On Princeton's Analysis of Algorithms, they discuss solving recurrence relations and they come across a line that I can't seem to decipher
\begin{align} n(n-1)a_n &=(n-1)(n-2)a_{n-1} + 2(n-1)\\ &=(n-2)(n-3)a_{n-2}+2(n-2)+2(n-1)\\ &=2(1+2+\cdots+n-1)\\ &=n(n-1)\\ a_n&=1 \end{align}
Basically lines (1) through (4) I am not sure how they are making those simplifications.

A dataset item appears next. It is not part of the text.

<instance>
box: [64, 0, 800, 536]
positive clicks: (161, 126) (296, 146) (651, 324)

If it's a matter of reading up on some literature a reference would be greatly appreciated.
On
The equality in line (2) just plugs in the definition of (1) back into the r.h.s. E.g. $(n-1)(n-2)a_{n-1} = (n-2)(n-3)a_{n-2}+2(n-2)$.

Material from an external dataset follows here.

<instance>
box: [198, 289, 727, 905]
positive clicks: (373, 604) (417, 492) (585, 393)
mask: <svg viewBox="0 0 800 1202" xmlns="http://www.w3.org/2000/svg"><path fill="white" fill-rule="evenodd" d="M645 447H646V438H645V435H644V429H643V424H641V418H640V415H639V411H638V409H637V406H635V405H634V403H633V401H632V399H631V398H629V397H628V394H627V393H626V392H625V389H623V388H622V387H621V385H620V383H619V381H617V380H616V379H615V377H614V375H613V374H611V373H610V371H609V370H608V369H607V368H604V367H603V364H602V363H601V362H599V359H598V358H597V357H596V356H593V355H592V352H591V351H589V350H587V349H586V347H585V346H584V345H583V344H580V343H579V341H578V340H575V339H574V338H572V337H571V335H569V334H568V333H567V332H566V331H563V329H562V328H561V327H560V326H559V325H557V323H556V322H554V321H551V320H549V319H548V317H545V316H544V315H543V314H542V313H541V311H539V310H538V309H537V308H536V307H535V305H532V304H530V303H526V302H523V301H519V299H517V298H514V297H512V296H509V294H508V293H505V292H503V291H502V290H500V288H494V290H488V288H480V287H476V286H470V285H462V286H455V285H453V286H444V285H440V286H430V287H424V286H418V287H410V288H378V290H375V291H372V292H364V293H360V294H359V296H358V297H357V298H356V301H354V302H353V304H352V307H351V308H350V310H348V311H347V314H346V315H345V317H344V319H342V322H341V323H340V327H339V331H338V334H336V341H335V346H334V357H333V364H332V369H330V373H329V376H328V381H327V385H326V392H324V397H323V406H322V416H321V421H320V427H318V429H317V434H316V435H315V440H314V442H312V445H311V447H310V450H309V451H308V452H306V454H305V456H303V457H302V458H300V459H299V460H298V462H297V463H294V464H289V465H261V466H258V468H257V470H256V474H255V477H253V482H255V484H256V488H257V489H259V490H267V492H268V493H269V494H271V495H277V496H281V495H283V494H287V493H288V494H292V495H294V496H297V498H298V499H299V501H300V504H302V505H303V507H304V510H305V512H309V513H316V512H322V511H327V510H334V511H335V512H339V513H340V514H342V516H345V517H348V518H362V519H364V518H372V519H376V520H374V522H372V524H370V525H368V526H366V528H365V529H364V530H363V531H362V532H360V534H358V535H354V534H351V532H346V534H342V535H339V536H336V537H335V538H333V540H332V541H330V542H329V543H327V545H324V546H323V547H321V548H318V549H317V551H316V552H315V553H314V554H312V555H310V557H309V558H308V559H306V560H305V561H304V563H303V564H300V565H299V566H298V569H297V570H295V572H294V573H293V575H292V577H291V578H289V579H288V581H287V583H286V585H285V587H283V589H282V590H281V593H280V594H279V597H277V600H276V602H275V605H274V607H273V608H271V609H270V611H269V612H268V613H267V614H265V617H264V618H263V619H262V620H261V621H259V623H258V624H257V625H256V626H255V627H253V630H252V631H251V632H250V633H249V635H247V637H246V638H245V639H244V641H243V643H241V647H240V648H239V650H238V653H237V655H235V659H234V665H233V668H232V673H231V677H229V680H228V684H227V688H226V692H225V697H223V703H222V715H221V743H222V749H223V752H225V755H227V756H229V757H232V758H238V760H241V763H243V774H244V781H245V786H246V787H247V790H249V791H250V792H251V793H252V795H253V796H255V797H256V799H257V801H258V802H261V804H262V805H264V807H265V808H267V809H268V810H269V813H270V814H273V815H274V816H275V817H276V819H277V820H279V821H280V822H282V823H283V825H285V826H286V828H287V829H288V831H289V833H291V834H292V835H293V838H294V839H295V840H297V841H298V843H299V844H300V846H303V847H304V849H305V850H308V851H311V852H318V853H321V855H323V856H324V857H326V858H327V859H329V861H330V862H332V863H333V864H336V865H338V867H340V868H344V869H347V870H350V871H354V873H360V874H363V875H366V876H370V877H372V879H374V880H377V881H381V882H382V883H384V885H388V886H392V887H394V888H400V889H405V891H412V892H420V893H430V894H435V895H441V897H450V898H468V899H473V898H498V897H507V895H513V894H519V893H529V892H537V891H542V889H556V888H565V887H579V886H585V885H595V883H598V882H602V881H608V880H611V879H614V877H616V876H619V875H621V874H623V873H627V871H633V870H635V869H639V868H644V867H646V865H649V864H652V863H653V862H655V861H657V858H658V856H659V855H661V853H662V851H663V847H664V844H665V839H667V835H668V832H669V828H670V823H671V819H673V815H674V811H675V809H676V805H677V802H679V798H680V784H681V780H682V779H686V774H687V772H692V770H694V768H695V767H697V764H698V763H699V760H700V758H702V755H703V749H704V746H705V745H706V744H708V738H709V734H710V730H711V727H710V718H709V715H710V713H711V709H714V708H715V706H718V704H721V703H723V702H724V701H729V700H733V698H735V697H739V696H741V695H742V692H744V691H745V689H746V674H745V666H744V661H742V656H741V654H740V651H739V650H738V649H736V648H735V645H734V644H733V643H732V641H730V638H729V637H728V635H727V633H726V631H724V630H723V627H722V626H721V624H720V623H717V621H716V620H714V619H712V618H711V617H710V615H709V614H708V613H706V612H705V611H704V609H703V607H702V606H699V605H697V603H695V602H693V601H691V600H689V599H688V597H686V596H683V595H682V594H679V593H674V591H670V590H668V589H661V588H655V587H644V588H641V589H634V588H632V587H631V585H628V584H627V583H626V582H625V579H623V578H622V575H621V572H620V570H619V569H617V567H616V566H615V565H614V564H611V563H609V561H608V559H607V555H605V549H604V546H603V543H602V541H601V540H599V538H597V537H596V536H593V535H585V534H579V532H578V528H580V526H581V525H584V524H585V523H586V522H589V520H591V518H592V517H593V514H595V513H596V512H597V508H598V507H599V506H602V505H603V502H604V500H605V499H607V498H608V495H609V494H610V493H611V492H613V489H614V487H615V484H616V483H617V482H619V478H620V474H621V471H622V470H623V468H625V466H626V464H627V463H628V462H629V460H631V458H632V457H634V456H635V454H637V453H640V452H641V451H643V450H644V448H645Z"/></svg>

The equality in line (3) comes from repeated use of (1). E.g:
$n(n-1)a_n = (n-k)(n-k+1)a_{n-k} + \sum_{i=1}^k 2(n-i)$.
Can you take it from here?
If it helps, define $y_n:=n(n-1)a_n$. Then the recursion is rewritten to be $y_n=y_{n-1}+2(n-1)$. Then $y_{n}-y_{n-1}=2(n-1)$. Now sum both sides from $n=1$ to $n$. The left side will telescope.
Once you solve for $y_n$, you can then solve for $a_n$.
$$ n(n-1)a_n = (n-1)(n-2)a_{n-1}+2(n-1) $$
Let $m = n-1$, then $(n-1)(n-2)a_{n-1} = m(m-1)a_m$. From this, we can apply the recurrence again.
$$ n(n-1)a_n = [(m-1)(m-2)a_{m-1}+2(m-1)]+2(n-1) $$
Then let $k = m-1$, then $(m-1)(m-2)a_{m-1} = k(k-1)a_k$. We apply the recurrence again.
$$ n(n-1)a_n = \left[[(k-1)(k-2)a_{k-1}+2(k-1)]+2(m-1)\right]+2(n-1) $$
And so on. Each time, we add another constant term on the right: first $2(n-1)$, then $2(m-1) = 2(n-2)$, then $2(k-1) = 2(n-3)$. This continues until we run out of positive terms.